# Picnic Trials



## GoldenSail (Dec 30, 2008)

Has anyone ever been to one of these? What are they like? If you were a newbie would you run in Open, Qualifying, or Derby? 

There's a local club near me that is more field trial focused that is starting up their training days this weekend with a picnic trial. They say they will modify the test for hunt testers and that you can either run competitively or run it as a training set-up. I am not sure I will be able to make this one (still working on car, ugh), but maybe another one in the future.


----------



## K9-Design (Jan 18, 2009)

Jax RC just held one a few weeks ago, a lot of fun. What they did was use one set up for derby & qual and another for open. The open setup was BIG. Fisher totally flopped.
The qual/derby was very do-able and the qual setup on land was roughly a big master test, the water was much easier for a MH level dog. (More like a senior test.) Anyways, a lot of fun! Good training opportunity. At ours you could run with a collar and get help or modify the test as needed.


----------



## gdgli (Aug 24, 2011)

Contact the club and find out what they plan to do. A picnic trial does not have to be like a regular field trial. Our own club is resurrecting the Gundog Stakes. My understanding is that we may be having one a month.


----------



## gdgli (Aug 24, 2011)

K9-Design said:


> Jax RC just held one a few weeks ago, a lot of fun. What they did was use one set up for derby & qual and another for open. The open setup was BIG. Fisher totally flopped.
> The qual/derby was very do-able and the qual setup on land was roughly a big master test, the water was much easier for a MH level dog. (More like a senior test.) Anyways, a lot of fun! Good training opportunity. At ours you could run with a collar and get help or modify the test as needed.

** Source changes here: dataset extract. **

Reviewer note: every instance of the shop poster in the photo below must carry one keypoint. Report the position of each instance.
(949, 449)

I agree---a great training opportunity for handlers and judges. These used to be common back when I first started but hard to find recently.


----------



## Tatnall (May 20, 2008)

We ran one a few weeks ago. They had classes for puppies, novice dogs (not yet a SH), gun dogs (not yet a MH), open gun dogs (no FT placements or JAMs) and Amateur age. My wife ran the golden and won the gun dog stake. She was very proud and got a blue ribbon and a big trophy for a year. I only got a JAM in the AA stake with the black critter, so the wife and fluffie are talking smack.

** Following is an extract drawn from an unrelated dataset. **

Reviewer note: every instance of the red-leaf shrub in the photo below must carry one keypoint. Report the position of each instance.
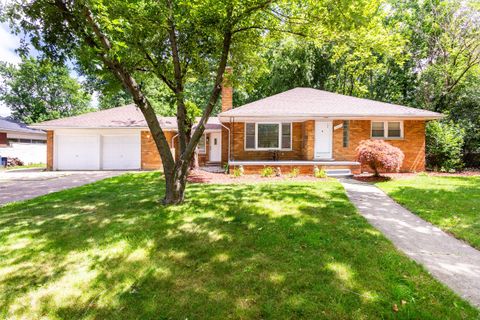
(379, 155)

They are a great way to work on handling your dog in a trial/test atmosphere with very little pressure on the handler, which is why my wife was willing to step up and run.


----------



## sterregold (Dec 9, 2009)

Clubs in my area have picnic trials/tests all winter. They can be an excellent training opportunity as you will have holding blinds, an audience, "judges", and all of that stuff that is hard to replicate in a training group. In my area there is generally a HT setup and a FT setup for dual clubs, and the hunt-only or FT-only clubs may split it up based on level. HT stakes are run non-competitively most of the time, but often at the last one of the season we will get actual judges and they will grade the dog work so you know where you stand as to being test-ready. In the FT stakes, if you run with the collar on you are not running under judgement--no collar and they judge you for placements at the end of the day.


----------